Moreleando, a dos años de “tomar” la avenida

Gracias a la iniciativa de los ciudadanos hartos de la violencia vivida en la ciudad, desde 2012 se convirtió en un paseo en donde todas las expresiones son bienvenidas.

Torreón, Coahuila

Ya son dos años de Moreleando en La Laguna. La iniciativa de un grupo de jóvenes, ha sido épica en un tiempo en el que las hazañas de esa índole no ocurren ya tan seguido.
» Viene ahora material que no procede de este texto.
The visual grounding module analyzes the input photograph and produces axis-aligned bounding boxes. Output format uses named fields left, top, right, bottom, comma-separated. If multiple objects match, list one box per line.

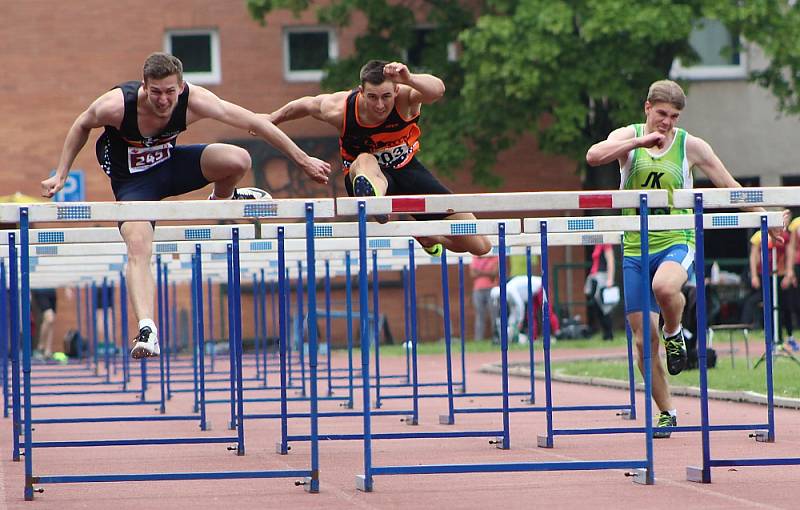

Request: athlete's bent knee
left=231, top=147, right=252, bottom=177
En 2012 aún había una exacerbada violencia que azotaba en la región. Las calles estaban tomadas y pocas personas se atrevían a salir de sus casas por temor a ser víctimas de alguna bala perdida, de un asalto, de una agresión de cualquier tipo: todas son lesivas y dejan huella.

Prácticamente era la necesidad lo único que podía lograr que alguien se aventurara a caminar por el centro de Torreón. La Laguna entera estaba en las mismas condiciones.

Entre otros factores, la falta de alumbrado, que propicia la delincuencia al abrigo de la oscuridad, fueron desafiadas por los integrantes del colectivo Moreleando, convocando al cierre de la avenida Morelos, desde la calle Cepeda hasta la Degollado, el primer sábado de cada mes.

Elías Agüero, organizador del paseo, indicó que la perseverancia, constancia y hacer las cosas de manera periódica, permiten que todo continúe.

No hubo un mejor lugar para volver a la vida esta ciudad. Hace años, la avenida Morelos era el lugar de reunión predilecto por los jóvenes de la región, quienes paseaban por ahí para pasar los días, las tardes, las cálidas noches laguneras.

La Morelos, construida como un bulevar hacia los años 30, fue el espacio donde las palmeras acogieron la libertad de salir a disfrutar, de tomar un bocadillo e incluso, se forjaron ahí romances que siguen vivos.

A los "moreleandos" se sumaron otros organismos que también pugnaban por que las calles fueran libres, seguras, un lugar para poder seguir viviendo, para no morir.

En noviembre de 2012, finalmente se convocó al paseo. Todas las voces, todas las expresiones fueron bienvenidas. Desde los músicos que nunca habíamos escuchado, hasta los organismos que promueven la adopción de mascotas.

No ha sido mucho tiempo, pero Moreleando ha logrado mucho. Entre las primeras cosas que se dieron a la tarea de hacer estuvo el buscar iluminar esta avenida emblemática de Torreón.

Con botes en los que se pedía una colaboración voluntaria, los organizadores juntaban dinero y lo iban asignando para poder colocar luminarias y evidenciando la falta de organización y de interés por parte del ayuntamiento en turno, entonces a cargo de Eduardo Olmos Castro.

Lograron poner cinco lámparas de 55. Miguel Ángel Riquelme Solís, que resultó electo como presidente municipal en 2013, se reunió con un grupo de "moreleandos" y se comprometió a iluminar la emblemática avenida.

En marzo del presente año, Riquelme Solís entregó el alumbrado de la Morelos. Pero no es un logro gubernamental, aunque el gesto se agradece. El hecho es que si los integrantes de Moreleando no hubieran exigido esto, nada se hubiera logrado.

El hecho es que la unión ciudadana puede vencer a la más filosa burocracia, y que aún y cuando esta avenida está iluminada perfectamente, el resto de las calles del sector centro siguen en la más rotunda oscuridad, promoviendo los consabidos riesgos.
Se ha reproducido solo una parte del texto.